I1206 11:09:49.013492 1 main.go:121] Received NotifyRegistrationStatus call: &RegistrationStatus{PluginRegistered:true,Error:,}
pvc
Normal WaitForFirstConsumer 2m9s persistentvolume-controller waiting for first consumer to be created before binding
Normal WaitForPodScheduled 22s (x8 over 2m7s) persistentvolume-controller waiting for pod zaal-nats-2 to be scheduled
pod
Events:
Type Reason Age From Message
---- ------ ---- ---- -------
Warning FailedScheduling 2m29s default-scheduler 0/3 nodes are available: 3 node(s) did not have enough free storage. preemption: 0/3 nodes are available: 3 Preemption is not helpful for scheduling..
storageclass:
allowVolumeExpansion: true
allowedTopologies:
- matchLabelExpressions:
- key: kubernetes.io/hostname
values:
- uca1k
- uca2k
- uca3k
apiVersion: storage.k8s.io/v1
kind: StorageClass
metadata:
annotations:
kubectl.kubernetes.io/last-applied-configuration: |
{"allowVolumeExpansion":true,"allowedTopologies":[{"matchLabelExpressions":[{"key":"kubernetes.io/hostname","values":["uca1k","uca2k","uca3k"]}]}],"apiVersion":"storage.k8s.io/v1","kind":"StorageClass","metadata":{"annotations":{"storageclass.kubernetes.io/is-default-class":"true"},"name":"lv"},"parameters":{"compression":"off","dedup":"off","fstype":"zfs","poolname":"lv","recordsize":"128k"},"provisioner":"zfs.csi.openebs.io","volumeBindingMode":"WaitForFirstConsumer"}
creationTimestamp: "2023-12-04T13:13:20Z"
name: lv
resourceVersion: "4198060"
uid: 3f0fb9ec-073e-4cf9-bb58-f13f16a67031
parameters:
compression: "off"
dedup: "off"
fstype: zfs
poolname: lv
recordsize: 128k
provisioner: zfs.csi.openebs.io
reclaimPolicy: Delete
volumeBindingMode: WaitForFirstConsumer
aep@stark: /work/kraud/ansible/uca/k8s
zpool on the nodes
root@uca2k ~]$ zpool status
pool: lv
state: ONLINE
scan: scrub repaired 0B in 00:00:02 with 0 errors on Sun Dec 10 00:24:03 2023
config:
NAME STATE READ WRITE CKSUM
lv ONLINE 0 0 0
nvme0n1 ONLINE 0 0 0
df:
root@uca2k ~]$ df -h
Filesystem Size Used Avail Use% Mounted on
udev 7.8G 0 7.8G 0% /dev
tmpfs 1.6G 5.3M 1.6G 1% /run
/dev/vda1 98G 20G 74G 21% /
tmpfs 7.9G 0 7.9G 0% /dev/shm
tmpfs 5.0M 0 5.0M 0% /run/lock
lv 2.4T 128K 2.4T 1% /lv
the root cause might be this?
kubectl get zfsnodes -A
No resources found
not sure how these are supposed to be created. the manual doesnt mention that
just ran into this again on a different cluster
however, its caused by the same deployment. cockroachdb is creating an sts with 3 replicas.

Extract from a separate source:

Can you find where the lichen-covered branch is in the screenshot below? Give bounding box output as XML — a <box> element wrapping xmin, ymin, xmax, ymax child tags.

when switching to immediate mode i get
zfs.csi.openebs.io_openebs-zfs-controller-0_d1de8468-f6e7-4e62-bf75-f001a7229b53 failed to provision volume with StorageClass "lv-im": rpc error: code = Internal desc = scheduler failed, node list is empty for creating the PV
possibly the root cause is still the same.

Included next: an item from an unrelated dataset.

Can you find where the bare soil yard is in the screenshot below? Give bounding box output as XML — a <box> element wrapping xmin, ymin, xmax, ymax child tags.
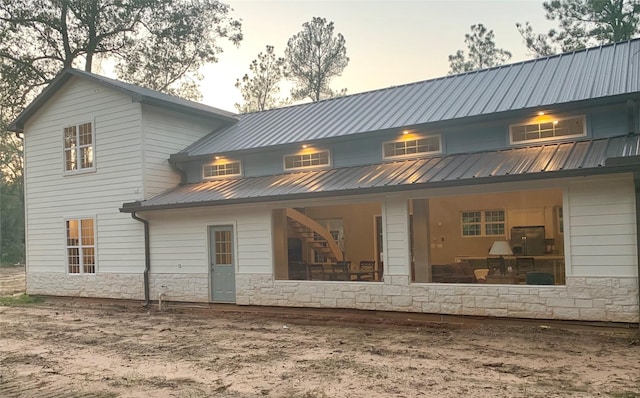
<box><xmin>0</xmin><ymin>270</ymin><xmax>640</xmax><ymax>398</ymax></box>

the openebs-zfs-node daemonset creates 3 node pods, but i only have 2 zfsnodes
i tried creating the missing zfsnode by hand, but that didnt help.
recreating the entire operator will result in exactly those 2 zfsnodes coming back, missing the 3rd again.
so whatever it is, its sticky.
finally figured out the missing zfsnode!
i completely missed that kubectl logs gives you only the first containers logs, but the actually interesting log is from openebs-zfs-plugin.
E0317 11:59:48.110538 1 zfsnode.go:279] error syncing 'zfs-localpv/ecl1h': cannot get free size for pool lv@syncoid_ecl1h_2024-03-12:03:14:55-GMT00:00: strconv.ParseInt: parsing "-": invalid syntax, requeuing
this is because the zpool has listsnapshots=on.
when setting it to off, it now stops erroring and has created the missing zfsnode
unfortunately this has nothing to do with the original issue here. the pods are still not scheduled.
none of the logs i looked at indicate that zfs-localpv even looked at the pvc. likely its waiting for the pods to bind, but the pod is waiting for the pv to appear before scheduling, so its deadlocked.